Increase in mortgages
The sudden growth in credit card spending and overdrafts has been accompanied by an increase in mortgage approvals. Some 74,500 mortgages were approved during January, which is the highest figure in two years. Seasonally-adjusted data from the Council of Mortgage Lenders showed an increase in remortgages in January and a surge in buying property to let as landlords rushed to complete their purchases ahead of the stamp duty changes that come into effect on the 1st of April.
As reported in CityAM.com, house prices have remained constant. As the rush in buy-to-let tails off in the second quarter, it may start giving way to an influx of first-time buyers entering the mortgage market.
Concerns over rising debt
While economists pointed to prolonged low interest rates over the last seven years as a cause for the rise in borrowing, there were warnings of the increased risk of defaults. According to Samuel Tombs, chief UK economist of Pantheon Macroeconomics, the case is now strengthening for raising interest rates to discourage households from taking on debts that they’d have trouble repaying.

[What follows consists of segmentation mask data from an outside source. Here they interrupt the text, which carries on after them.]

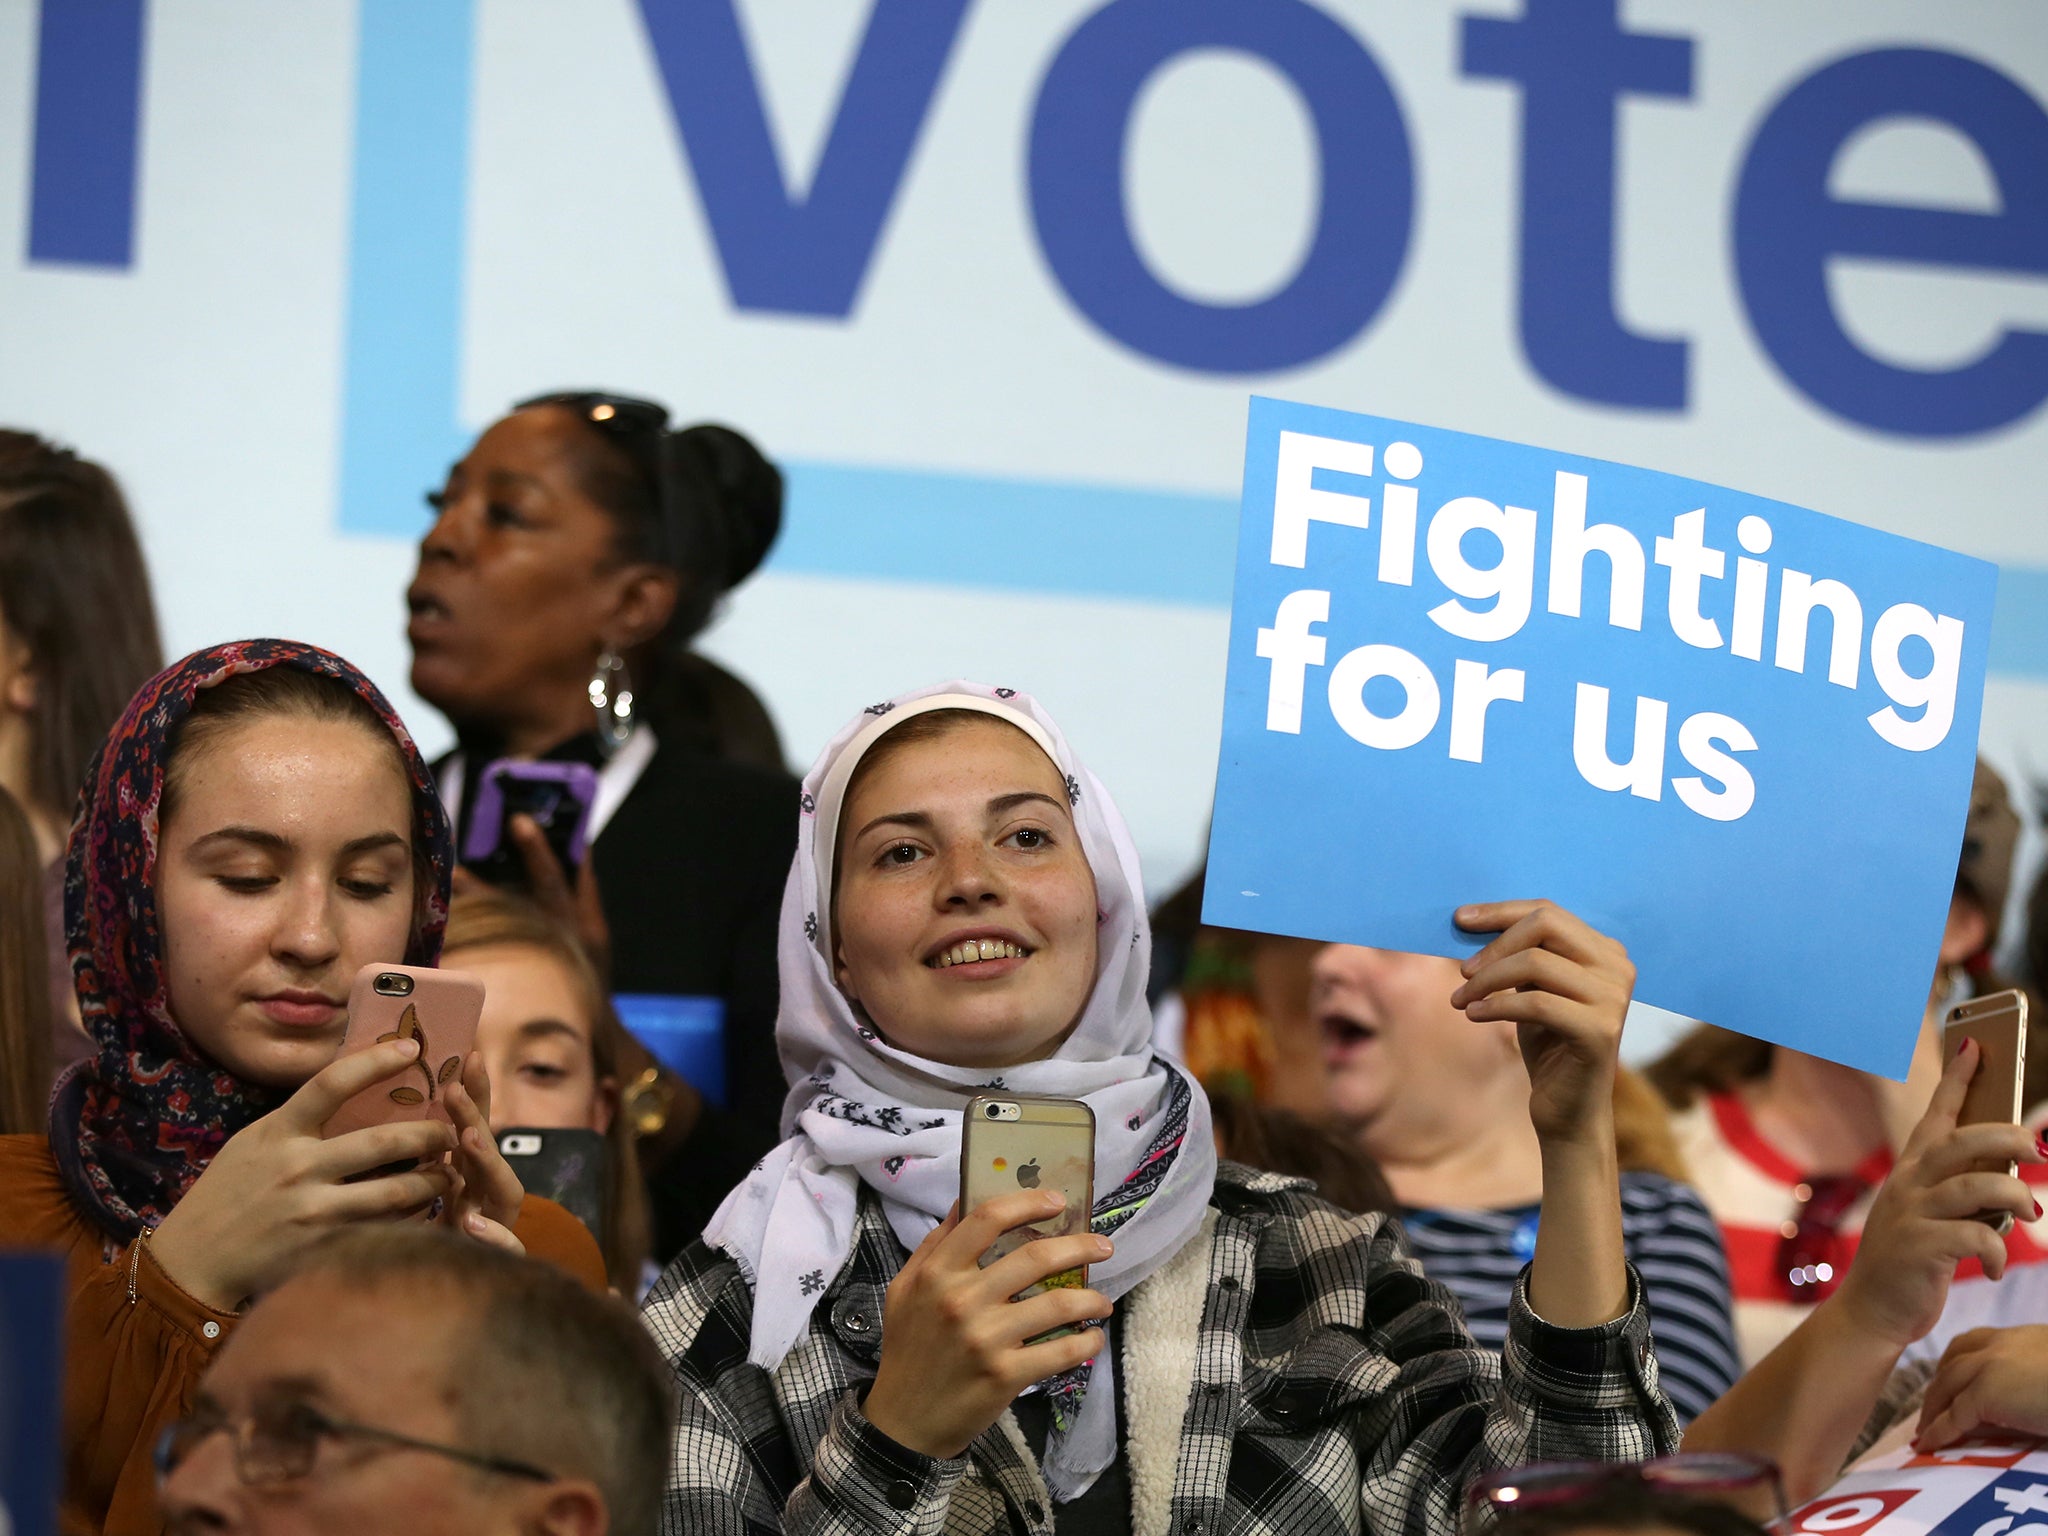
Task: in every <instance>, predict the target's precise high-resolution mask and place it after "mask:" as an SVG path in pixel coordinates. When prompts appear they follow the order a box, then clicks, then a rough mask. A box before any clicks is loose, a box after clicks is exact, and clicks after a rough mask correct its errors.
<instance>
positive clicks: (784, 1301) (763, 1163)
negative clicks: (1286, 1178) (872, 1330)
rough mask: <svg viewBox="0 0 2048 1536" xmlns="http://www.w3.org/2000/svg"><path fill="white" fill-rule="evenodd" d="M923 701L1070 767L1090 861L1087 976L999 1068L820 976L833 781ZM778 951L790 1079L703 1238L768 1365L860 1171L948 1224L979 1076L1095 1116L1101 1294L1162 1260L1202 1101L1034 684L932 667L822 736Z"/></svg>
mask: <svg viewBox="0 0 2048 1536" xmlns="http://www.w3.org/2000/svg"><path fill="white" fill-rule="evenodd" d="M934 709H965V711H975V713H981V715H993V717H995V719H1001V721H1008V723H1010V725H1016V727H1018V729H1020V731H1024V733H1026V735H1028V737H1030V739H1032V741H1036V743H1038V745H1040V748H1042V750H1044V754H1047V758H1051V760H1053V766H1055V768H1057V770H1059V774H1061V778H1065V782H1067V799H1069V803H1071V805H1073V821H1075V829H1077V831H1079V838H1081V852H1083V854H1085V856H1087V864H1090V868H1092V870H1094V877H1096V903H1098V913H1100V918H1098V942H1096V950H1098V952H1096V987H1094V991H1092V993H1090V997H1087V1006H1085V1008H1083V1010H1081V1018H1079V1024H1075V1028H1073V1030H1071V1032H1069V1034H1067V1038H1065V1042H1063V1044H1061V1047H1059V1051H1057V1053H1055V1055H1053V1057H1049V1059H1044V1061H1030V1063H1024V1065H1020V1067H1006V1069H1001V1071H999V1073H991V1071H989V1069H985V1067H950V1065H946V1063H940V1061H928V1059H924V1057H913V1055H909V1053H905V1051H899V1049H895V1047H891V1044H889V1042H887V1040H883V1038H881V1036H879V1034H877V1032H874V1030H872V1028H868V1026H866V1024H862V1020H860V1018H858V1016H856V1014H854V1008H852V1004H848V999H846V995H844V993H842V991H840V987H838V985H836V981H834V965H831V952H829V946H831V913H829V909H827V899H829V893H831V858H834V848H836V844H838V827H840V811H842V801H844V797H846V784H848V780H850V778H852V772H854V766H856V764H858V762H860V758H862V754H866V750H868V748H872V745H874V741H877V739H881V737H883V735H885V733H887V731H889V729H893V727H897V725H901V723H903V721H905V719H909V717H913V715H922V713H928V711H934ZM778 963H780V973H782V1010H780V1014H778V1018H776V1044H778V1047H780V1053H782V1071H784V1073H786V1075H788V1079H791V1094H788V1104H786V1106H784V1110H782V1128H784V1130H786V1133H788V1141H784V1143H782V1145H780V1147H776V1149H774V1151H772V1153H768V1157H766V1159H762V1163H760V1165H758V1167H756V1169H754V1174H752V1176H750V1178H748V1180H745V1182H743V1184H741V1186H739V1188H737V1190H733V1192H731V1194H729V1196H727V1198H725V1202H723V1204H721V1206H719V1210H717V1214H715V1217H713V1219H711V1225H709V1227H707V1229H705V1241H707V1243H711V1245H713V1247H721V1249H725V1251H727V1253H731V1255H733V1257H735V1260H737V1262H739V1266H741V1270H743V1272H745V1276H748V1280H750V1282H752V1284H754V1337H752V1348H750V1352H748V1358H750V1360H752V1362H754V1364H758V1366H762V1368H766V1370H774V1368H776V1366H778V1364H780V1362H782V1358H784V1356H786V1354H788V1352H791V1348H795V1343H797V1339H801V1337H803V1333H805V1329H807V1327H809V1323H811V1313H813V1311H815V1309H817V1303H819V1298H821V1296H823V1294H825V1290H827V1288H829V1286H831V1282H834V1278H836V1276H838V1274H840V1270H842V1266H844V1264H846V1260H848V1257H850V1255H852V1245H854V1210H856V1190H858V1184H866V1186H868V1188H870V1190H874V1192H877V1194H879V1196H881V1198H883V1208H885V1212H887V1217H889V1227H891V1229H893V1231H895V1235H897V1241H901V1243H903V1245H905V1247H915V1245H918V1243H920V1241H924V1235H926V1233H930V1231H932V1227H936V1225H938V1223H940V1221H944V1217H946V1210H948V1208H950V1206H952V1202H954V1198H956V1196H958V1190H961V1112H963V1110H965V1106H967V1102H969V1100H971V1098H973V1096H975V1094H979V1092H983V1090H987V1087H991V1085H999V1087H1006V1090H1010V1092H1016V1094H1040V1096H1051V1098H1077V1100H1085V1102H1087V1106H1090V1108H1092V1110H1094V1112H1096V1196H1098V1198H1096V1219H1094V1229H1096V1231H1098V1233H1114V1237H1116V1253H1114V1257H1110V1260H1108V1262H1104V1264H1096V1266H1092V1268H1090V1284H1092V1286H1094V1288H1096V1290H1100V1292H1102V1294H1106V1296H1108V1298H1110V1300H1116V1298H1118V1296H1122V1294H1126V1292H1128V1290H1130V1288H1133V1286H1137V1284H1139V1282H1141V1280H1143V1278H1145V1276H1149V1274H1151V1272H1153V1270H1157V1268H1159V1266H1163V1264H1165V1262H1167V1260H1169V1257H1174V1253H1178V1251H1180V1247H1182V1243H1186V1241H1188V1239H1190V1237H1192V1235H1194V1231H1196V1229H1198V1227H1200V1221H1202V1210H1204V1208H1206V1206H1208V1196H1210V1190H1212V1186H1214V1174H1217V1149H1214V1141H1212V1133H1210V1122H1208V1100H1206V1098H1204V1096H1202V1090H1200V1085H1198V1083H1194V1081H1192V1079H1190V1077H1188V1075H1186V1073H1184V1071H1180V1069H1178V1067H1174V1065H1171V1063H1167V1061H1165V1059H1163V1057H1157V1055H1153V1049H1151V1010H1149V1008H1147V1004H1145V981H1147V971H1149V965H1151V930H1149V926H1147V920H1145V887H1143V883H1141V879H1139V860H1137V850H1135V848H1133V844H1130V834H1128V831H1126V829H1124V821H1122V817H1120V815H1118V813H1116V807H1114V805H1112V803H1110V797H1108V793H1106V791H1104V788H1102V784H1100V782H1098V780H1096V776H1094V774H1090V772H1087V770H1085V768H1083V766H1081V764H1079V762H1077V760H1075V758H1073V754H1071V752H1069V750H1067V743H1065V739H1063V737H1061V735H1059V727H1057V725H1053V719H1051V717H1049V715H1047V713H1044V711H1042V709H1038V705H1036V700H1032V698H1028V696H1026V694H1020V692H1016V690H1012V688H987V686H983V684H975V682H946V684H938V686H936V688H922V690H918V692H911V694H903V696H901V698H897V700H891V702H887V705H870V707H868V709H866V711H864V713H862V715H860V717H858V719H856V721H854V723H852V725H848V727H846V729H844V731H840V735H836V737H834V741H831V745H827V748H825V752H823V754H821V756H819V760H817V762H815V764H813V766H811V772H809V774H805V780H803V817H801V821H799V834H797V858H795V862H793V864H791V872H788V885H786V887H784V891H782V932H780V944H778ZM1110 1356H1112V1352H1108V1350H1104V1356H1102V1358H1100V1360H1096V1362H1094V1368H1092V1376H1090V1378H1087V1386H1090V1391H1085V1395H1083V1397H1081V1401H1079V1415H1077V1417H1075V1421H1073V1423H1071V1425H1069V1427H1067V1432H1065V1434H1057V1432H1055V1438H1053V1444H1051V1446H1049V1454H1047V1464H1044V1475H1047V1481H1049V1485H1051V1489H1053V1493H1055V1495H1057V1497H1061V1499H1073V1497H1077V1495H1079V1493H1083V1491H1085V1489H1087V1487H1090V1483H1094V1479H1096V1475H1098V1473H1102V1470H1104V1468H1106V1466H1108V1464H1110V1462H1112V1460H1114V1456H1116V1389H1114V1380H1112V1364H1110Z"/></svg>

The need for good debt advice is as great as ever, not just to help resolve debts but also as a preventative measure. In addition to free debt advice services, there are companies such as Carrington Dean group limited and others who offer expert advice in all debt situations, from gradually reducing outstanding debts via lifestyle changes to bankruptcy advice.
While the rush in November was followed by a quiet December, the spike in January does point to a renewed appetite for spending on credit cards among consumers, and concerns are likely to rise again over financial stability and increased debt.